After attending the Choate School in Wallingford, Connecticut, Paul Mellon studied at Yale (1925–29), receiving his degree in 1929 and developing a keen interest in English literature. Taking his mother’s advice, he then traveled to England to pursue a second degree at the University of Cambridge, where he was a student at Clare College, graduating in 1931. At Cambridge, he developed a passion for horses, most especially fox hunting, which led to his first acquisitions in the field of rare British sporting books. In later years he become a leading breeder of racehorses and was a champion trail rider until well into his seventies. His finest horse, Mill Reef—considered one of the greatest horses of the twentieth century—won the Epsom Derby, Eclipse Stakes, King George VI and Queen Elizabeth Stakes, and the Prix de l’Arc de Triomphe, all in the year 1971.
After graduating from Cambridge, Paul Mellon stayed in England while his father served briefly as the US Ambassador to the Court of St.

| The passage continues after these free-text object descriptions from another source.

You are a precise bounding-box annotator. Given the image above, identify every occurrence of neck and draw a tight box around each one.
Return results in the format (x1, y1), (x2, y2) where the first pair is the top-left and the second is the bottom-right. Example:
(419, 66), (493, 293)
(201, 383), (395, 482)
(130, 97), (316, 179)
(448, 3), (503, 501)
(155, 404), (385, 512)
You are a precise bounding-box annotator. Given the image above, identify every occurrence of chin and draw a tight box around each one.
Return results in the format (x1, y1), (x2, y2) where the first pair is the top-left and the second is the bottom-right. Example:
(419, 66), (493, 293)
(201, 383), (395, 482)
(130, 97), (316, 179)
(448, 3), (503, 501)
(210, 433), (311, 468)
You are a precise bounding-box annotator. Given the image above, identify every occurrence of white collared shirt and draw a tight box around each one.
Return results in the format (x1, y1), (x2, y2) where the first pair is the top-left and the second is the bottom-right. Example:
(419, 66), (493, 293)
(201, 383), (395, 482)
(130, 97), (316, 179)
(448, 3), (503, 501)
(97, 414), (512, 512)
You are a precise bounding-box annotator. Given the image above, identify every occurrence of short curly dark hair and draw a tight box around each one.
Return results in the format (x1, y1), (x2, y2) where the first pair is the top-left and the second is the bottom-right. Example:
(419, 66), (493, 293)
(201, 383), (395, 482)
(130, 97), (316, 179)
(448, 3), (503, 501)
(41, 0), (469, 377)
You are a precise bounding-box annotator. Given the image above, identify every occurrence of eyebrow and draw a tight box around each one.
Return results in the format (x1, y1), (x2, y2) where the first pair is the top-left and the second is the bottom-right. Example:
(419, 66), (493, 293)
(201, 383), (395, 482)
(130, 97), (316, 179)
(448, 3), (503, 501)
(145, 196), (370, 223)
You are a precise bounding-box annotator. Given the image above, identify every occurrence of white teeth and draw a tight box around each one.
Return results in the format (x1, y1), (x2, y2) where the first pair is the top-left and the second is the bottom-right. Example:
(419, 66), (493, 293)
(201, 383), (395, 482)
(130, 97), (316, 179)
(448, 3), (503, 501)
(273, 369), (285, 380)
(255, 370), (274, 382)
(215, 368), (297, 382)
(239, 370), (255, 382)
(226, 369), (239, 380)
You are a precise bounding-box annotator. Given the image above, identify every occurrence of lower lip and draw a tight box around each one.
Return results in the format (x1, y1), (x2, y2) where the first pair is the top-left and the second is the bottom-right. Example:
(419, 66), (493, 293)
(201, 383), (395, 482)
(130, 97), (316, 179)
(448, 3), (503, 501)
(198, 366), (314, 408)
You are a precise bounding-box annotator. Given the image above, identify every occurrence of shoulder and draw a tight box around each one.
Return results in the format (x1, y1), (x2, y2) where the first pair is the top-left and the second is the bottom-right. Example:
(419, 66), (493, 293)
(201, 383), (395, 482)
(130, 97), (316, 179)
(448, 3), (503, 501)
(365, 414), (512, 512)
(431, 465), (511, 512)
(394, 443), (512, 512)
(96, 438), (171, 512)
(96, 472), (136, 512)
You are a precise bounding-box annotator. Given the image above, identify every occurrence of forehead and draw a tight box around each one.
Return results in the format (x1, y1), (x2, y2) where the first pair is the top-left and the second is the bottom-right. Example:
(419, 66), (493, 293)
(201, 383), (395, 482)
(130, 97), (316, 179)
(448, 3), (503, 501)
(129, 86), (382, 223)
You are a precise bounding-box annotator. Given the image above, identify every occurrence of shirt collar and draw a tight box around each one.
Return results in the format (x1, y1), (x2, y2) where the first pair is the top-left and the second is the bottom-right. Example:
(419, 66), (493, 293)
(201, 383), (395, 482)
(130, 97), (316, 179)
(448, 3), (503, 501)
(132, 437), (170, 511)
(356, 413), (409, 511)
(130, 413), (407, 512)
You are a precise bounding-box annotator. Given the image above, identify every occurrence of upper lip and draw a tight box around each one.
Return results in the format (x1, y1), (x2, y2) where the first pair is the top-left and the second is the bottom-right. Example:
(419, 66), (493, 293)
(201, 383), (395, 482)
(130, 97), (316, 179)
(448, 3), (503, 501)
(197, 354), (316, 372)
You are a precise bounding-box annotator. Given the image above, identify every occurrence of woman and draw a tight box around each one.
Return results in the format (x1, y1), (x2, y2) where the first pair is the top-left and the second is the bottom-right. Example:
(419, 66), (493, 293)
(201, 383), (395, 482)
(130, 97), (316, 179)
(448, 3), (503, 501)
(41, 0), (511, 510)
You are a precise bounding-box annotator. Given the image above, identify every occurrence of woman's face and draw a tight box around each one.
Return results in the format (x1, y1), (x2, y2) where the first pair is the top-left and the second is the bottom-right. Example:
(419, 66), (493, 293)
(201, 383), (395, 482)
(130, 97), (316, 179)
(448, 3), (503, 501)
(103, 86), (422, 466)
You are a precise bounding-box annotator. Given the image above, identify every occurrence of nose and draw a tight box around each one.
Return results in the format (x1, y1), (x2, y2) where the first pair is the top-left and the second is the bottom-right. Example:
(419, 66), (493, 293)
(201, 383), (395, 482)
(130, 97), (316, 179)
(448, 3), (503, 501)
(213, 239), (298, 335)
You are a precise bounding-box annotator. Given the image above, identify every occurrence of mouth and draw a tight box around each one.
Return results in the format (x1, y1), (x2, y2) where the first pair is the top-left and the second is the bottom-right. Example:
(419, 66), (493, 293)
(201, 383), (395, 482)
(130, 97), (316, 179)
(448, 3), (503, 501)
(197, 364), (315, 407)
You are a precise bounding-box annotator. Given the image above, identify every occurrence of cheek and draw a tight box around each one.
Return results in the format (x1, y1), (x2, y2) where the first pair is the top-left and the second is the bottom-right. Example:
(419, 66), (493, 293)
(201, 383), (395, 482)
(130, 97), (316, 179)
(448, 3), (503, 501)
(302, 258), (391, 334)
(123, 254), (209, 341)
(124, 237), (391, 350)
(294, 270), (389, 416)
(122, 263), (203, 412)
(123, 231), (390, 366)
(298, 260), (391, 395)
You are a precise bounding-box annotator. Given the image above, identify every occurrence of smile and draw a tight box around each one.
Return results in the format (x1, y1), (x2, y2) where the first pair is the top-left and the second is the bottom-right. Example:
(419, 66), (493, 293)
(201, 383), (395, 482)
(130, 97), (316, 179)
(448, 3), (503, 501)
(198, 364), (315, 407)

James (1932–33). On returning to Pittsburgh, he worked for a short time as a clerk at the Mellon Bank before deciding not to pursue a career in business or banking. Instead, he moved to Upperville, Virginia, with his first wife, Mary Conover Brown, whom he had married in 1935 and with whom he had two children, Timothy and Catherine. In 1941 the Mellon family moved into the Brick House, a neocolonial property designed by William Adams Delano; that same year Paul Mellon enlisted in the army, electing to join the cavalry. After two years in Fort Riley, Kansas, he served in the Office of Strategic Services in England and rose to the rank of major.
Tragically, Mary Mellon died from an asthma attack in 1946. Two years later, Paul Mellon married Rachel (Bunny) Lambert Lloyd, an eminent horticulturalist and gardener, whose fondness for French impressionist and postimpressionist painting, as well as American art, he came to share. Together they built a new house, Oak Spring, on the Virginia estate, with the Brick House becoming over time a home for the couple’s growing collection of art.